For managing spot.io elastigroup we use python sdk.
At Digital Turbine we have created a python script and run it periodically by using airflow (of course lambda could be used here, however airflow is our default scheduled job infrastructure).
20 instances of ingest nodes provisioned by spot.io cost us around $100 per day. With autoscaling we pay around $30 per day and in addition we are sure that the druid is ready to cover the spikes of ingestion workload if needed without adjusting manually the number of provisioned instances.
These types of nodes have the actual Druid data and are responsible, together with query nodes, of processing queries. Druid supports data replication, this allows us to put these instances on Spot instances. If we have replication factor 2, then we can lose one server. Autoscaling group will replace the server, which will boot, join the cluster and start repopulating data from deep storage.
This process might be very slow depending on the type of deep storage and the amount of data. In addition, while this process is running Druid starts rebalancing data between nodes. Rebalancing consumes computer and network resources of the cluster and could affect its performance. Speed of rebalancing is configurable, but the longer we wait, the more likely that another instance may be taken by AWS. Setting a big replication factor will affect the cost reduction coming from using Spot instances.
A solution to this problem is given by the “stateful Spot instances” provided by spot.io. The idea is simple – after replacing the instance will get the same root, data volumes and ip address. After instance is replaced, boots os and starts Druid service, it will find all segments, scan them and announce them to the coordinator. This approach allows us to replace a historical in a few mins and avoid rebalancing on cluster.
Let’s take a look at elastigroup configuration with persistence:
Pay attention to the different ways of reattaching volumes. The recommended one is Snapshot Backups. When you choose this option, spot.io takes a periodic snapshot of volumes and then uses them to recreate volume for replaced instances in any availability zone.

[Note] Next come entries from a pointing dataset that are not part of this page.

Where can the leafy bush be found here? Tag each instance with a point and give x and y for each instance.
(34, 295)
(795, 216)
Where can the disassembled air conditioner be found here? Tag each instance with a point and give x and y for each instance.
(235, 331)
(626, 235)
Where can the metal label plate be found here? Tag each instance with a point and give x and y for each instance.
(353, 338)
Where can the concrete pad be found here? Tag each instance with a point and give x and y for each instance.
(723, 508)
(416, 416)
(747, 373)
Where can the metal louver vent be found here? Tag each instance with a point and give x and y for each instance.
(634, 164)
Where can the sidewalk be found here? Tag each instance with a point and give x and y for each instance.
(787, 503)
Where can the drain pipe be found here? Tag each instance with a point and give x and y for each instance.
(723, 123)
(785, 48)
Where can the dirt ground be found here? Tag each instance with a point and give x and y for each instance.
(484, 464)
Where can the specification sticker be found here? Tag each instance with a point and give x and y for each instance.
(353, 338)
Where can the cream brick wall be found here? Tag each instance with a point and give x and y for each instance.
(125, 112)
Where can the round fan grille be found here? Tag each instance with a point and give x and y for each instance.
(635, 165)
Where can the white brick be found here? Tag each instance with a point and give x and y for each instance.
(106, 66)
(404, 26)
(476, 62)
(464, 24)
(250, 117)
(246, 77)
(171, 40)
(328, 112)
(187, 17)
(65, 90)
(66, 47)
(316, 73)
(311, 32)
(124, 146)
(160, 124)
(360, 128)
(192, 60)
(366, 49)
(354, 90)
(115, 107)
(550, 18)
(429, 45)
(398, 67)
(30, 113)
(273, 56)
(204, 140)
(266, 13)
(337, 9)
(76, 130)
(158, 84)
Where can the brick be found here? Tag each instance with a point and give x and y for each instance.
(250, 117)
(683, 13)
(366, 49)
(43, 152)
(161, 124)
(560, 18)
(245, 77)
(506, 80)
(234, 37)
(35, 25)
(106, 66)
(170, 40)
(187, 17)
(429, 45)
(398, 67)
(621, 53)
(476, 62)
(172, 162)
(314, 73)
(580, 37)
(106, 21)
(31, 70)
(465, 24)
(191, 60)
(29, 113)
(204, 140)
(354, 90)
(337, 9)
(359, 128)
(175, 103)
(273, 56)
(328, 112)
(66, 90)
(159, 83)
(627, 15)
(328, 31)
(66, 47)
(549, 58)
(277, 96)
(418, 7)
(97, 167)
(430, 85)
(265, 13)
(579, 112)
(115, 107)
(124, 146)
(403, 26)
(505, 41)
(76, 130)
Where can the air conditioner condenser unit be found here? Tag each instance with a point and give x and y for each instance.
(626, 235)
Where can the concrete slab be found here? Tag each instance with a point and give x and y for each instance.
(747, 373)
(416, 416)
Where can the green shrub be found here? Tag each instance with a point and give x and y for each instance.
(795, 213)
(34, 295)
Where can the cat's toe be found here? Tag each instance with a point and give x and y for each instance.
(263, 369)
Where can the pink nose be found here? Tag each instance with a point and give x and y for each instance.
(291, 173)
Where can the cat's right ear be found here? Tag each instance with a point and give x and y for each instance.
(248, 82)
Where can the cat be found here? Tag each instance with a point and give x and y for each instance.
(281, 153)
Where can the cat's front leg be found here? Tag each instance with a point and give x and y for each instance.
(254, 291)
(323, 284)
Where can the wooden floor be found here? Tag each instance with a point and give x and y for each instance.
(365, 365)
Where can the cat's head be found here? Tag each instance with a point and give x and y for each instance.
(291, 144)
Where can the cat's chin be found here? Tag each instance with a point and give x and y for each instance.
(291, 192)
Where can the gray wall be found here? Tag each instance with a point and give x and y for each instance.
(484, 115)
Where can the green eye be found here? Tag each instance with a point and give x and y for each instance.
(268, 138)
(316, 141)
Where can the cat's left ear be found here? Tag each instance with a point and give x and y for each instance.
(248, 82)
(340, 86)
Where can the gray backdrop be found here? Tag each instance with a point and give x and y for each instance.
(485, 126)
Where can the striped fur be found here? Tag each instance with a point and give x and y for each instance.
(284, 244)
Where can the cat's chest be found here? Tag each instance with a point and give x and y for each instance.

But if you use this for Druid historicals data volumes, new volumes will be created cold with significant performance degradation. To achieve regular performance you need to perform prewarming by reading all data blocks: Initializing Amazon EBS volumes, which for big volumes with terabytes of data could take a lot of time. So you should use the reattach method here.
Elastigroup also allows to preserve private ip address of Spot instance. We persist root volume with configured hostnames, to support consistency we also persist ip address. We also need this to register this node with the same hostname and ip in our monitoring systems. We didn’t check how it is likely to behave in case you just reattach data volume without root volume and ip.
Multicomponent design of Druid allowed us to build a fault-tolerant and scalable setup, but at the same time save costs by using AWS EC2 Spot instances. Spot.io stateful elastigroups helped us to solve the complex problem of how to run stateful services on spot instances. By leveraging the API of Druid and spot.io we were able to save even more by implementing autoscaling for Middle Manager nodes.
We hope our experience will help you to build your own cost effective druid setup by using flexibility of cloud infrastructure and scalability of Druid components.